Monday, April 14, 2014

Never mind the quality, feel the width!

I just started (and stopped) reading The Way of Kings by Brandon Sanderson. I was a bit taken aback when Part 1 was given to me as two large books, but I thought, OK, what the hell. Then I was told that it's supposed to be a ten-part series, and that's when I thought "fuck this" and stopped reading.

It's not that it's badly written; in fact I've found what I've read so far moderately entertaining. However, I want to be able to get some resolution to a story within my lifetime.

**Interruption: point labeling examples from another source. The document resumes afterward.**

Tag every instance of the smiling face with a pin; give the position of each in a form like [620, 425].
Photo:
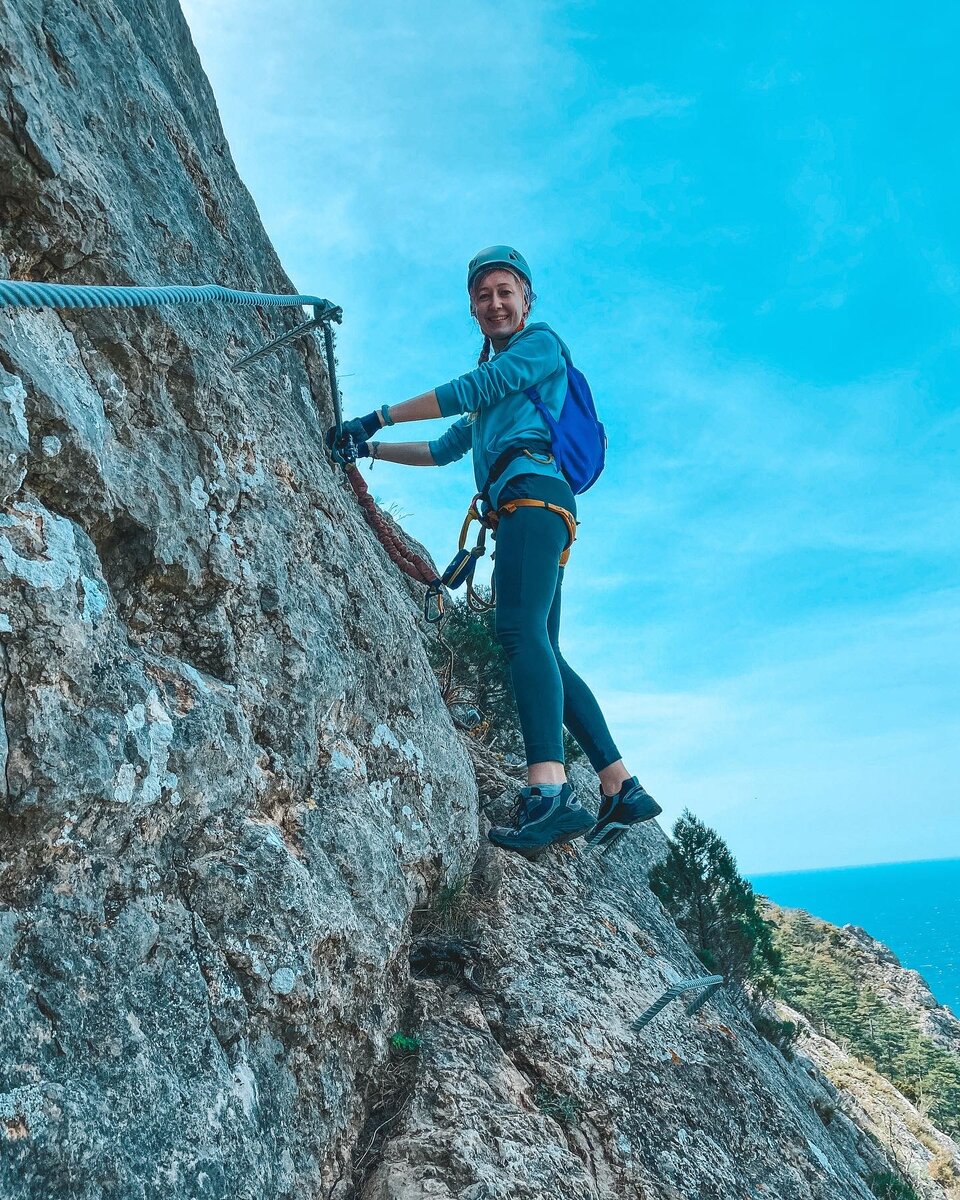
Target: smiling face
[499, 304]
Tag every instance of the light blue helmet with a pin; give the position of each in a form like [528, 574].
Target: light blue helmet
[498, 256]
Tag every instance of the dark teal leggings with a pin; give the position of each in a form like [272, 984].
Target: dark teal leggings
[529, 579]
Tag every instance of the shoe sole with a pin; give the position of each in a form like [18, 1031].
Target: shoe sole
[613, 831]
[533, 852]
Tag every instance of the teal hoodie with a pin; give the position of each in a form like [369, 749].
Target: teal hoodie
[498, 415]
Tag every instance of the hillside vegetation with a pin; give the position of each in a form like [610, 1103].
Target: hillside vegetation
[825, 981]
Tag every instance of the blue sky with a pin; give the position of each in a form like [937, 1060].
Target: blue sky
[743, 222]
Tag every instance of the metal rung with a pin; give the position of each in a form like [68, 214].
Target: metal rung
[711, 983]
[322, 316]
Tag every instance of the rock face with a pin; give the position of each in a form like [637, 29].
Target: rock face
[228, 773]
[231, 793]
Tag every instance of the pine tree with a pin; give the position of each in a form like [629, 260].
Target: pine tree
[715, 907]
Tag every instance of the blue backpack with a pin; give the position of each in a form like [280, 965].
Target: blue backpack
[577, 439]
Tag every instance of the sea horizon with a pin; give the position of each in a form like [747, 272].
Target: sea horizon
[911, 906]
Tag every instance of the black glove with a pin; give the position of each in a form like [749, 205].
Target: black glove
[361, 448]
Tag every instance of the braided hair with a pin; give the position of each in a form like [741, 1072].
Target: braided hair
[529, 297]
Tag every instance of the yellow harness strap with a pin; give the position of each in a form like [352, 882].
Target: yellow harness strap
[569, 519]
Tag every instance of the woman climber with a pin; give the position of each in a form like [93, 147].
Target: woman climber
[513, 461]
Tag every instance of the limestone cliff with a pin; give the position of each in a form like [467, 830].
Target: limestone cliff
[232, 795]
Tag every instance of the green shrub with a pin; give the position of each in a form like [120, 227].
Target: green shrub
[887, 1186]
[822, 979]
[715, 907]
[480, 677]
[405, 1044]
[563, 1109]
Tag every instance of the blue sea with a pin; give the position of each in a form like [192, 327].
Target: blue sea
[912, 907]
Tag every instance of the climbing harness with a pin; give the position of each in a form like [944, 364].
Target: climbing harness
[706, 984]
[463, 564]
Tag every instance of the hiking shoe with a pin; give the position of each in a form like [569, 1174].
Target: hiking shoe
[630, 805]
[541, 821]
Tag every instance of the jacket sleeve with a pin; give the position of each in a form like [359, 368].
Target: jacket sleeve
[454, 443]
[526, 364]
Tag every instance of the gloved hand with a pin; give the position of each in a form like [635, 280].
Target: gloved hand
[363, 427]
[360, 447]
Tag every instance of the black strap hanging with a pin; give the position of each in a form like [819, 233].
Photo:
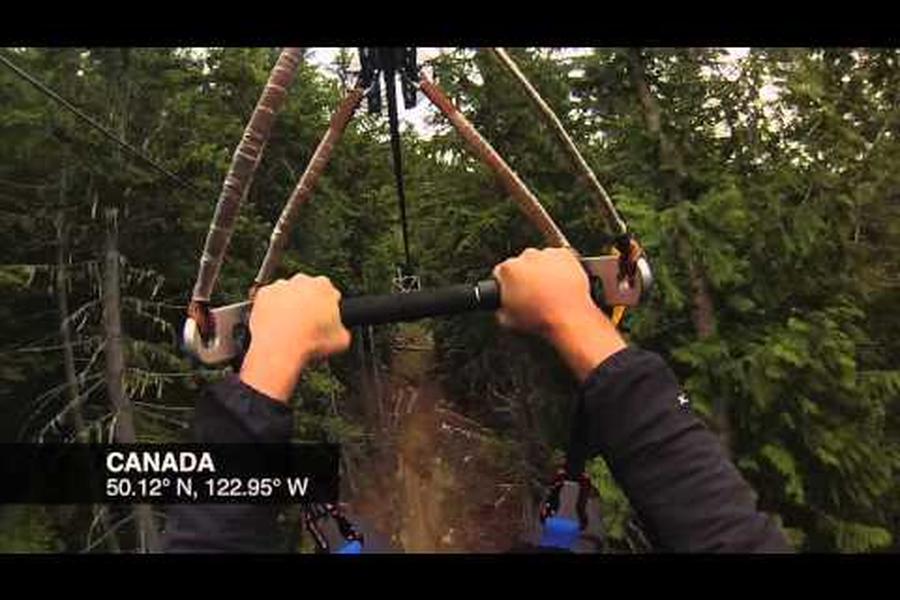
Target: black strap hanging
[388, 63]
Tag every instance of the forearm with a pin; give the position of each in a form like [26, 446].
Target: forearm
[231, 412]
[672, 468]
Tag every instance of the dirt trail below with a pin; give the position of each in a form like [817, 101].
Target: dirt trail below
[435, 484]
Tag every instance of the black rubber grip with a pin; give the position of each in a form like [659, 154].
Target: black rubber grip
[411, 306]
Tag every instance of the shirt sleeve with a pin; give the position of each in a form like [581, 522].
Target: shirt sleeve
[674, 470]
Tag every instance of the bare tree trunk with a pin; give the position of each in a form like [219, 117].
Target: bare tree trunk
[124, 431]
[671, 164]
[62, 305]
[72, 387]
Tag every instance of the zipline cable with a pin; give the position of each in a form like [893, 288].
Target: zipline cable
[47, 91]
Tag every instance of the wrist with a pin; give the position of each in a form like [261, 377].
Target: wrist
[585, 341]
[271, 373]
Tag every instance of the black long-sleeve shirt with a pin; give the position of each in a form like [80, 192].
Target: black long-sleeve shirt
[674, 471]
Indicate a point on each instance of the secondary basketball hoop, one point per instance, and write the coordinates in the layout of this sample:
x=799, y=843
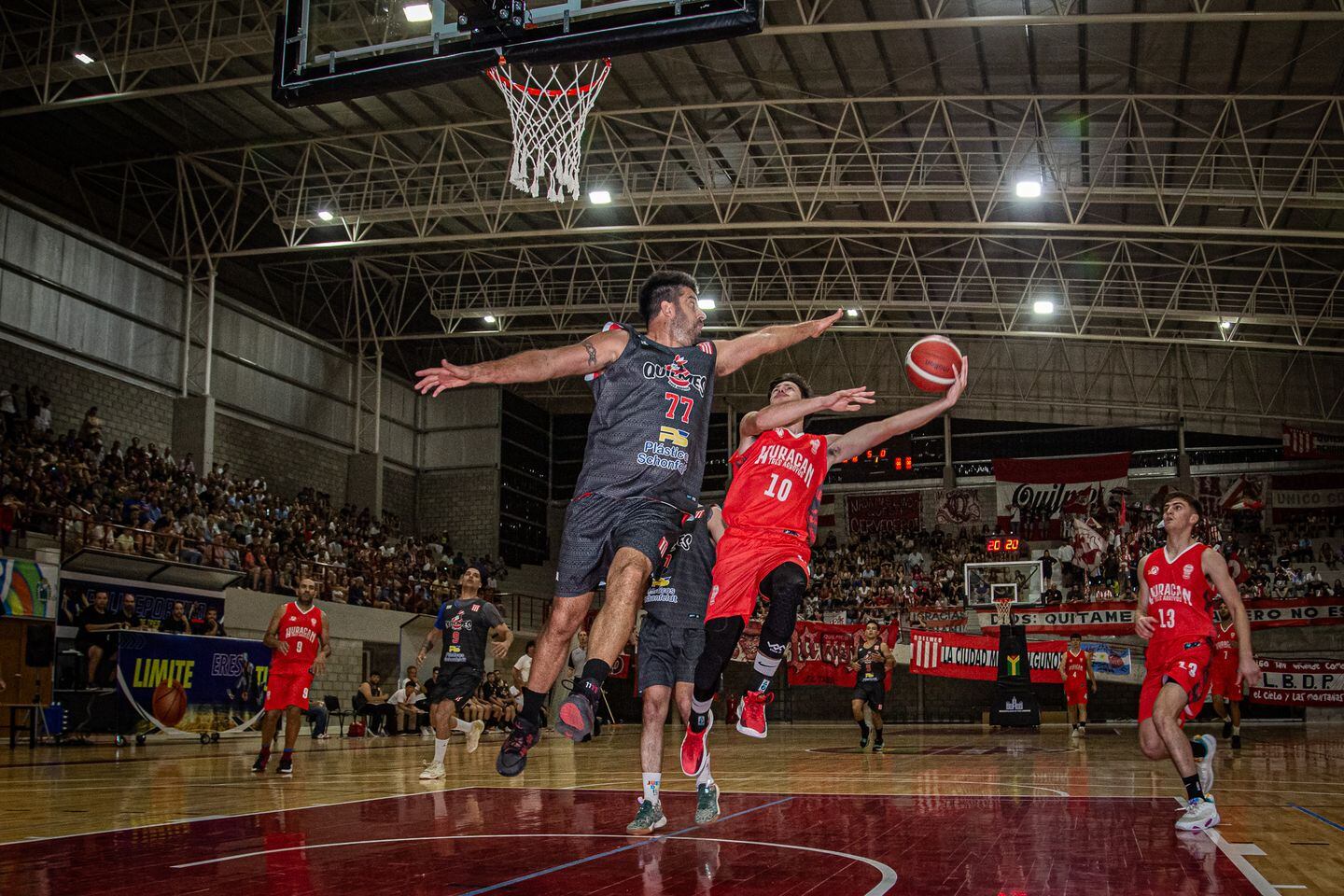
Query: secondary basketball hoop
x=549, y=107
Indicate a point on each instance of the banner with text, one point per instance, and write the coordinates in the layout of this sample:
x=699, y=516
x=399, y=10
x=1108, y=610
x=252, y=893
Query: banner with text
x=886, y=513
x=1295, y=496
x=968, y=656
x=1308, y=445
x=1047, y=489
x=186, y=684
x=1300, y=682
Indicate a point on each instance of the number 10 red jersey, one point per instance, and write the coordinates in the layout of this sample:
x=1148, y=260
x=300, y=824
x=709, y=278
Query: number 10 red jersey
x=777, y=483
x=1179, y=595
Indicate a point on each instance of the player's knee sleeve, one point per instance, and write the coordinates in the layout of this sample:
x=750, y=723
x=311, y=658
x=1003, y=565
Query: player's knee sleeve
x=785, y=587
x=721, y=637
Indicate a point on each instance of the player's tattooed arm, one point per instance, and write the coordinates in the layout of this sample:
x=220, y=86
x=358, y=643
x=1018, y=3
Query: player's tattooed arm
x=272, y=638
x=535, y=366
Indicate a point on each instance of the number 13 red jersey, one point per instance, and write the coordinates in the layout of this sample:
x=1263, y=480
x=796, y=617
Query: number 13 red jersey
x=777, y=483
x=1179, y=595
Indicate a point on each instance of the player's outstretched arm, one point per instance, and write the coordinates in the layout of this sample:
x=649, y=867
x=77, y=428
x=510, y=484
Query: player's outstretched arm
x=1215, y=567
x=503, y=639
x=735, y=352
x=589, y=357
x=776, y=415
x=858, y=441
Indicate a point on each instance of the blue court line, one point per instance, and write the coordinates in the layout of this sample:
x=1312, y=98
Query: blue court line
x=1337, y=826
x=613, y=852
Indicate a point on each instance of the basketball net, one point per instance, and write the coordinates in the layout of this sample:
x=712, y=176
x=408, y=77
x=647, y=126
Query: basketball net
x=549, y=106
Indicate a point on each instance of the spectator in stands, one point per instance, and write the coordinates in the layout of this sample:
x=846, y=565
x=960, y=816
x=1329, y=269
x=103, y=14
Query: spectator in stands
x=176, y=623
x=210, y=626
x=94, y=638
x=371, y=703
x=91, y=430
x=317, y=713
x=128, y=617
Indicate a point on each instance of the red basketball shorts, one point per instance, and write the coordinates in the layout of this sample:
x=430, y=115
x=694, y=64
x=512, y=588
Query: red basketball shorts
x=1075, y=693
x=1182, y=663
x=287, y=688
x=745, y=559
x=1225, y=681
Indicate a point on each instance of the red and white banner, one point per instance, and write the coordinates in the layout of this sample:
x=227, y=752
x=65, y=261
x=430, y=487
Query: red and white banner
x=1297, y=496
x=1117, y=617
x=1050, y=488
x=1112, y=617
x=958, y=507
x=968, y=656
x=886, y=513
x=1307, y=445
x=820, y=654
x=1300, y=682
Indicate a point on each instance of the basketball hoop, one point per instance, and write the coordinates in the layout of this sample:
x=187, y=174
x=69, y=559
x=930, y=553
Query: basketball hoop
x=549, y=106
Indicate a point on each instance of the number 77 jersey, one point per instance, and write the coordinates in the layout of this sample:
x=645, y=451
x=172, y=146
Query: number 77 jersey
x=777, y=483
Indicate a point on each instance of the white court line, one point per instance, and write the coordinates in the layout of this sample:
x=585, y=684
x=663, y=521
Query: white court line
x=1237, y=855
x=889, y=875
x=241, y=814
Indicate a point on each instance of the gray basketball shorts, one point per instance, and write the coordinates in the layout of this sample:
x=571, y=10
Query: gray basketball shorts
x=595, y=526
x=666, y=653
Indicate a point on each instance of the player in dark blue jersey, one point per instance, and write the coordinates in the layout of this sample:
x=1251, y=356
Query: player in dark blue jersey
x=641, y=469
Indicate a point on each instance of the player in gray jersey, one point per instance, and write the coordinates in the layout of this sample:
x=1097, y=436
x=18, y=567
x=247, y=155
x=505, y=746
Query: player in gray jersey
x=669, y=645
x=641, y=469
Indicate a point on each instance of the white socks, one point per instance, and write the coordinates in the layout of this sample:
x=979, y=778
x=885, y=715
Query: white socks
x=652, y=779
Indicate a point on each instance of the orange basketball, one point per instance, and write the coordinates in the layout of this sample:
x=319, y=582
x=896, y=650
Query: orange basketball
x=933, y=363
x=168, y=703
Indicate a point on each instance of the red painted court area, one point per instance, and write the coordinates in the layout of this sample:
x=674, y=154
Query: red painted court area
x=467, y=843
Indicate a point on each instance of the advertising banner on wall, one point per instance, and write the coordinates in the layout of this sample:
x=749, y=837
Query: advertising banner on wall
x=968, y=656
x=885, y=513
x=1300, y=682
x=187, y=684
x=28, y=589
x=153, y=603
x=1053, y=488
x=1297, y=496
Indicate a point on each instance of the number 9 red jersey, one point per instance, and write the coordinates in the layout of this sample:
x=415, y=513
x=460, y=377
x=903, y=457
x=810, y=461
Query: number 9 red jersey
x=1179, y=595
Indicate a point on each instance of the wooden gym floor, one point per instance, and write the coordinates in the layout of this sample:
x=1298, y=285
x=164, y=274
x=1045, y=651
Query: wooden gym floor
x=944, y=812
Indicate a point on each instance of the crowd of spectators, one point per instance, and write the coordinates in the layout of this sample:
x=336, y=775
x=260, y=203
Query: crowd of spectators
x=139, y=498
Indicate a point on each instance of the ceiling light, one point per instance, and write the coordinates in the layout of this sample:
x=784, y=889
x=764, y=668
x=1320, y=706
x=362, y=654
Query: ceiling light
x=1029, y=189
x=417, y=12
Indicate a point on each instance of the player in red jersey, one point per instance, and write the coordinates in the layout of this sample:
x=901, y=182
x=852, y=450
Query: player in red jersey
x=1175, y=602
x=1075, y=669
x=1227, y=687
x=770, y=517
x=299, y=637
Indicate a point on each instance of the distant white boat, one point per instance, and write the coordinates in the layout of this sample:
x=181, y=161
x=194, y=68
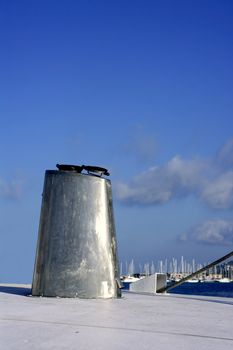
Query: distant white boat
x=194, y=280
x=224, y=280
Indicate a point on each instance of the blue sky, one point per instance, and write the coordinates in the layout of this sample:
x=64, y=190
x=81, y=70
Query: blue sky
x=143, y=88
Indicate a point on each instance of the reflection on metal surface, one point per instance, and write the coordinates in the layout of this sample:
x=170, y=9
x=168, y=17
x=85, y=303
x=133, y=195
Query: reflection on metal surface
x=76, y=252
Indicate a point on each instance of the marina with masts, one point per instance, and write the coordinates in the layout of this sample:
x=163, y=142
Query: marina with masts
x=176, y=269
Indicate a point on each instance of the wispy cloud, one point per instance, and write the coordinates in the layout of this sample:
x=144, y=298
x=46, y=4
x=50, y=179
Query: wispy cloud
x=210, y=180
x=11, y=189
x=159, y=184
x=215, y=232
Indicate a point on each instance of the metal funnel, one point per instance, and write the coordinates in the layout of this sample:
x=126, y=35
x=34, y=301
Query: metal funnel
x=76, y=250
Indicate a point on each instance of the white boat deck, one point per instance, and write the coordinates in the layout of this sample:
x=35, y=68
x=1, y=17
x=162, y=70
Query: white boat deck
x=136, y=321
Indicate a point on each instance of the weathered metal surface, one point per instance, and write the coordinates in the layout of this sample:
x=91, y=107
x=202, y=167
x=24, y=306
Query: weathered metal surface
x=77, y=252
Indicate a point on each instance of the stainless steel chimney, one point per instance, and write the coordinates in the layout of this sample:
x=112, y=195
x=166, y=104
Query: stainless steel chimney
x=76, y=250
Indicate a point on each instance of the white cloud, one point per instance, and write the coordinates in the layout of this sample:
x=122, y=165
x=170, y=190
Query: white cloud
x=219, y=192
x=216, y=232
x=161, y=183
x=210, y=180
x=11, y=189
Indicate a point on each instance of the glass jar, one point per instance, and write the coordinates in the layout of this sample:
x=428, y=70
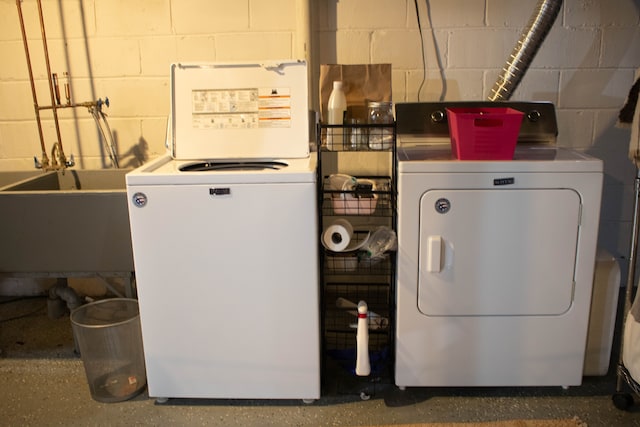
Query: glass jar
x=380, y=113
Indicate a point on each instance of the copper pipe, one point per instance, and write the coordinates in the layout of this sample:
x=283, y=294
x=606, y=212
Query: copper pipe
x=51, y=89
x=45, y=158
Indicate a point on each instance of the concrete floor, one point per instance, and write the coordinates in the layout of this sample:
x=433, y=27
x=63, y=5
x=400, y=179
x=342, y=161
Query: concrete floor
x=43, y=383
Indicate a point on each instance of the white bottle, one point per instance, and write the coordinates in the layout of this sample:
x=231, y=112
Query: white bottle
x=336, y=109
x=363, y=367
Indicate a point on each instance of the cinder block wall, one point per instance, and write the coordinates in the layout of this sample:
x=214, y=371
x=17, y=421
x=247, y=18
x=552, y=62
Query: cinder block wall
x=122, y=49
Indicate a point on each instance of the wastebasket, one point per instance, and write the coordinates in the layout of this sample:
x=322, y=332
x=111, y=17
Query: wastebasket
x=109, y=338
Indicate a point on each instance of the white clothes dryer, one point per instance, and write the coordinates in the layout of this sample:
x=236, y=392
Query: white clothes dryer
x=495, y=258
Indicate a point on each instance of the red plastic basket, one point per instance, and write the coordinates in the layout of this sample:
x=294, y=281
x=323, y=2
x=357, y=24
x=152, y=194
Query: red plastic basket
x=487, y=133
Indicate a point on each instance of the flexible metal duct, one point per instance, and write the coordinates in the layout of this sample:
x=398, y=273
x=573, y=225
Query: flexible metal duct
x=526, y=48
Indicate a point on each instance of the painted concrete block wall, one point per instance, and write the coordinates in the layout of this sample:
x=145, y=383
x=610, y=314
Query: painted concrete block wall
x=122, y=49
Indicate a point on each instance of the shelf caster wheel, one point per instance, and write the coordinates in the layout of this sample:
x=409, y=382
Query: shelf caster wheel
x=622, y=401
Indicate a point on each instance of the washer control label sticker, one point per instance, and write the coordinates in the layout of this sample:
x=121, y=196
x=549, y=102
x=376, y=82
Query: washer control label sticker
x=139, y=200
x=504, y=181
x=443, y=205
x=241, y=108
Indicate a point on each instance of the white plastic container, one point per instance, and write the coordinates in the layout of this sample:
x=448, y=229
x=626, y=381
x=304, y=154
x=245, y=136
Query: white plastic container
x=336, y=110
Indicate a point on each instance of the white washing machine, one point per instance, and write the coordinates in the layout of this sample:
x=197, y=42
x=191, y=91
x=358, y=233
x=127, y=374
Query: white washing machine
x=495, y=258
x=224, y=233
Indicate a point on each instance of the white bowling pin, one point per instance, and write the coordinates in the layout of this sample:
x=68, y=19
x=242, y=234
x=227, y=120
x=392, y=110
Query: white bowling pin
x=363, y=367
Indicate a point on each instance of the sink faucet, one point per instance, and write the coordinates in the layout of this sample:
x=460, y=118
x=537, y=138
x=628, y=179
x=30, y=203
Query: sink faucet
x=57, y=156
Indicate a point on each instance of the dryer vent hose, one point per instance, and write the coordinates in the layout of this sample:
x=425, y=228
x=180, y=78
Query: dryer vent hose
x=526, y=48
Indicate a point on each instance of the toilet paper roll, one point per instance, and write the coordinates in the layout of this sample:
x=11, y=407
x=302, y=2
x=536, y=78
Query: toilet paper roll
x=337, y=236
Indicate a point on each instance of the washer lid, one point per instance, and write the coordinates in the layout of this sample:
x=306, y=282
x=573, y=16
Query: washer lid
x=165, y=170
x=239, y=110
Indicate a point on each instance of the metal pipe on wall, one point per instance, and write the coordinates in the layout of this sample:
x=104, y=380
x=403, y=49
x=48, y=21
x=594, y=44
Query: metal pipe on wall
x=526, y=48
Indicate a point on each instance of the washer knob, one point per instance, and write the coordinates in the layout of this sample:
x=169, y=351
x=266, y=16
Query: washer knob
x=534, y=115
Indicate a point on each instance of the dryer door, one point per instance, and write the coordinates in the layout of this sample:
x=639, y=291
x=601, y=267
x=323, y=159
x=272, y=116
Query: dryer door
x=497, y=252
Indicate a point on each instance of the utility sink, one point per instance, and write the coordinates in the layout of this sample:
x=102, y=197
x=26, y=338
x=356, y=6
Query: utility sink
x=66, y=221
x=12, y=177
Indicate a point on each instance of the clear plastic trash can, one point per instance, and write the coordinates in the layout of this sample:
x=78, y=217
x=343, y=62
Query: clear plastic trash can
x=109, y=338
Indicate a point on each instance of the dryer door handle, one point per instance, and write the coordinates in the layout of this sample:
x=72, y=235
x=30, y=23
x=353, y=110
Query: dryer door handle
x=434, y=254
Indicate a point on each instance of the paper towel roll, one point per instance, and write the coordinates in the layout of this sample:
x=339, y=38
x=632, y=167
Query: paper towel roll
x=337, y=236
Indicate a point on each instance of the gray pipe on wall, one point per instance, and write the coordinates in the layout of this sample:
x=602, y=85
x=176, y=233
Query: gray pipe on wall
x=526, y=48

Once upon a time, I could pick up a novel and finish it in an afternoon; I could take a chance on an unknown author because I didn't have to invest years of my life to find out if they could write a decent story or not. Many years ago I got a summer student job at a public library, where my duties were basically non-existent and I spent my time reading my way through their entire fantasy and science fiction collection. I could do that, and be exposed to a whole lot of authors I'd never heard of before, because they weren't all writing multi-volume epic sagas padded out to tell a basic tale in as many over-bloated marketable pieces as possible.

Things have come to a pretty pass when an author can't construct a publishable tale within the space of 150 or 200 pages, and when what used to be novel-length is now a short story. If you're taking a novel out beyond a thousand pages, you'd better have a fucking good excuse for it, and be telling a story that will have as great an impact on me as The Lord of the Rings did. Otherwise you're just wasting my time, and wasting perfectly good paper and ink.

Now, I have no objection whatever to an author milking an interesting milieu or re-using interesting characters. A series of stories set in the same world is just fine and dandy, and I've enjoyed several authors who do (or did) just that. What I object to is the currently very fashionable idea in fantasy and science fiction publishing that page quantity is more important than story quality.

In fact, I've come to object to it so strongly that I'm just not even going to look at books published in such a fashion any more. Fuck it.

I strongly suspect it's all another facet of the "re-make, reboot" model that infests the film industry, where the only way to get something made is for it to have already been made (and successful). The studios and publishing houses aren't really interested in originality; in fact, they appear to be actively discouraging it. They don't want something new, they want something safe.